To answer the question of whether students were successful in negotiating their writing goals would require knowing what their goals were. Not knowing this, I set this part of the question aside. Audience expectations was easier. In the assignment prompt I had told students that the memo had to be addressed to the department, office or institution that had the power to approve the implementation of proposed engineering solutions or the power to move engineering proposals on to the department, office or institution that could eventually approve these. There are, however, many differently named addressees in the student memos I put in this corpus. Furthermore, addressing the memo to an official body does not by itself achieve the course learning outcome. My question therefore becomes, what general conventions of genre, medium and rhetorical situation do all departments, offices or institutions expect to see in a memorandum, and how do I identify these in a query? What words or what combinations of words constitute memo-speak? To make things worse (or better :)!), I had told students that they could model their memos on the examples of memos I gave them or, if they preferred, they could model them differently so long as they were coherent and good. I therefore cannot rely on form to measure convention of genre. I’m sorry to say I have no answers to my questions as of yet; I’m still trying to figure out how to ask my corpus if students negotiated audience expectations regarding conventions of genre, medium and rhetorical situation (having said this, I think I can rule out medium, because I asked students to write the memo in Microsoft Word).

The second course learning outcome I selected – that students practice using library resources, online databases and the internet – strikes me as more quantifiable than the first.

Only one of 22 memos contains the words “Works Cited”

Unfortunately, I hadn’t required students do research for the memos I put in the corpus. When I looked for keywords that would indicate that students had done some research Voyant came up with one instance of “Bibliography,” one instance of “Works Cited” and no instances of “references” or “sources.” The second course learning outcome I selected is not as congenial to the memo assignment – or the memo assignment not congenial to that course learning outcome – as I first thought.

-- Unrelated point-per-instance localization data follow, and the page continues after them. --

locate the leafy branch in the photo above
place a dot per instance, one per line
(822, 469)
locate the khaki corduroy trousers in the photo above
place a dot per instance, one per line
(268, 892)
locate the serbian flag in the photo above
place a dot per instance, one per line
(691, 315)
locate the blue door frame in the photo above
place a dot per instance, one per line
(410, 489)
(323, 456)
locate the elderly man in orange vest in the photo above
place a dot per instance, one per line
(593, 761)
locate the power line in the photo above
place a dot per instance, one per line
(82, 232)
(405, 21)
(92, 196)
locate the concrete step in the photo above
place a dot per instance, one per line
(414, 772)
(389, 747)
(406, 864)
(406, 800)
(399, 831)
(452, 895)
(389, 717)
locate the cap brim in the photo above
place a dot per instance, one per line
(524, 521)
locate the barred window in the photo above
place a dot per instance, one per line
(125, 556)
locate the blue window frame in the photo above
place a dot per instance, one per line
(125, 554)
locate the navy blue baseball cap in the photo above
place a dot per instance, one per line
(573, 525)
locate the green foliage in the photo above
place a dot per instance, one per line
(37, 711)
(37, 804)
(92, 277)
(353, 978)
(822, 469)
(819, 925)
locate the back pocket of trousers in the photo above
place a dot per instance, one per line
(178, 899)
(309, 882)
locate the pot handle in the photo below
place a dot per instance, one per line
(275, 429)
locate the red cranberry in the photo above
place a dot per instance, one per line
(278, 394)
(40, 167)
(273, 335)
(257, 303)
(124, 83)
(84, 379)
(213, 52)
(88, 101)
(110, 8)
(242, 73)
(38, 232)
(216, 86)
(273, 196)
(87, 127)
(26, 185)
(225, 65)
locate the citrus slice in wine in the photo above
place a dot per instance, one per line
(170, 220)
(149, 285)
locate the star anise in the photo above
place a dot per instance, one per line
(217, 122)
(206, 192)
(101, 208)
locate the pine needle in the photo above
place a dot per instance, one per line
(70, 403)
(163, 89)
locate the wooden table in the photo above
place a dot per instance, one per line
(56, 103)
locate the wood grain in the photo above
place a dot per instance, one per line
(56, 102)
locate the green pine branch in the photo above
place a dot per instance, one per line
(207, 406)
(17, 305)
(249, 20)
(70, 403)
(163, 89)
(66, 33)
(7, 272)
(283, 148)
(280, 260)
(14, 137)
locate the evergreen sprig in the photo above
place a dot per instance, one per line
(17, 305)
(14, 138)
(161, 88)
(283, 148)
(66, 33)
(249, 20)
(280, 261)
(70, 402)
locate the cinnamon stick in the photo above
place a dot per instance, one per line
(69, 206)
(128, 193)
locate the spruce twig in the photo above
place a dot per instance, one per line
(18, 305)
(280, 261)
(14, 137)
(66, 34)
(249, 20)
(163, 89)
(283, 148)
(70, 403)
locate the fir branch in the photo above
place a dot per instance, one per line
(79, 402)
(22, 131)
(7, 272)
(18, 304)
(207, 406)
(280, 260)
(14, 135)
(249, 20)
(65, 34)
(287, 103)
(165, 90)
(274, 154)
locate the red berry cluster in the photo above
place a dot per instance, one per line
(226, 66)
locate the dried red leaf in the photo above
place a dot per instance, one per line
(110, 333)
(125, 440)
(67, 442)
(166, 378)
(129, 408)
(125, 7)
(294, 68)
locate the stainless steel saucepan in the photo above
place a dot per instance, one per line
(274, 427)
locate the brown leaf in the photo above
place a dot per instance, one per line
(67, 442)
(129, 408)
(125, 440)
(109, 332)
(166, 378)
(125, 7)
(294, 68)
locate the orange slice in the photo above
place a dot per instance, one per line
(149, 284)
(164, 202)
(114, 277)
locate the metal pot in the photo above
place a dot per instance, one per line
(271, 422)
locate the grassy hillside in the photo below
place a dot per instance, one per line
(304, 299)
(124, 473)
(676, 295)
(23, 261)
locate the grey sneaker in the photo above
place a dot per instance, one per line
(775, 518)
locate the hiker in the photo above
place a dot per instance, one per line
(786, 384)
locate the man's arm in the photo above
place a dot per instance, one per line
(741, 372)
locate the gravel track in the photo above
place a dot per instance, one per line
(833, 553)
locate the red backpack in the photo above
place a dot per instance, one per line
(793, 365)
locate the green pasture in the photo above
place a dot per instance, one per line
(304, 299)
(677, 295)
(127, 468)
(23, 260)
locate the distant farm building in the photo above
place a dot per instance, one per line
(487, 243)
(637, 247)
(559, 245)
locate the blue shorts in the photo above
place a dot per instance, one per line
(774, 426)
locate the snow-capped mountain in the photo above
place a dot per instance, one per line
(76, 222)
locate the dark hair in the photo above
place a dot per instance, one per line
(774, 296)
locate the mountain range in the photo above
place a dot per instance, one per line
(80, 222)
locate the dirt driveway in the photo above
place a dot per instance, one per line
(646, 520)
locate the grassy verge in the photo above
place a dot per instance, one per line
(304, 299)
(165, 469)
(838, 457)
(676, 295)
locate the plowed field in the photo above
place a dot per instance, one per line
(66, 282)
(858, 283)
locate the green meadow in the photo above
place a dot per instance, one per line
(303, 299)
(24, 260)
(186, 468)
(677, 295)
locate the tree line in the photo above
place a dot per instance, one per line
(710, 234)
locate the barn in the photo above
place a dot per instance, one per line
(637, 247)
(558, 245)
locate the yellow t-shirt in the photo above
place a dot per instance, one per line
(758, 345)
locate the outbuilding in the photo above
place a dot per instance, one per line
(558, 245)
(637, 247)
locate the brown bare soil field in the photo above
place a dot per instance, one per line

I tried asking Veliza the bot for help in figuring out whether course learning outcomes had been achieved (Veliza is the sister of Eliza, a psychotherapist, and says she isn’t too good at text analysis yet). Veliza answers questions with expressions of encouragement or more questions but she’s not much help. The “from text” button in the lower right corner of the Veliza tool is kind of fun because it fetches sentences from the text (according to what criteria I haven’t a clue) but conversation quickly gets surreal because Veliza doesn’t really engage.

In conclusion, I am unsure how to use text mining to measure course learning outcomes in student writing done in 200-level courses. I think that Voyant may work better for measuring course learning outcomes in courses with more of an emphasis on vocabulary and grammar, such as, for example, EAL. It’s a bit of a dilemma for me, because I think that the achievement of at least some course learning outcomes should be measurable in the writing students produce in a course.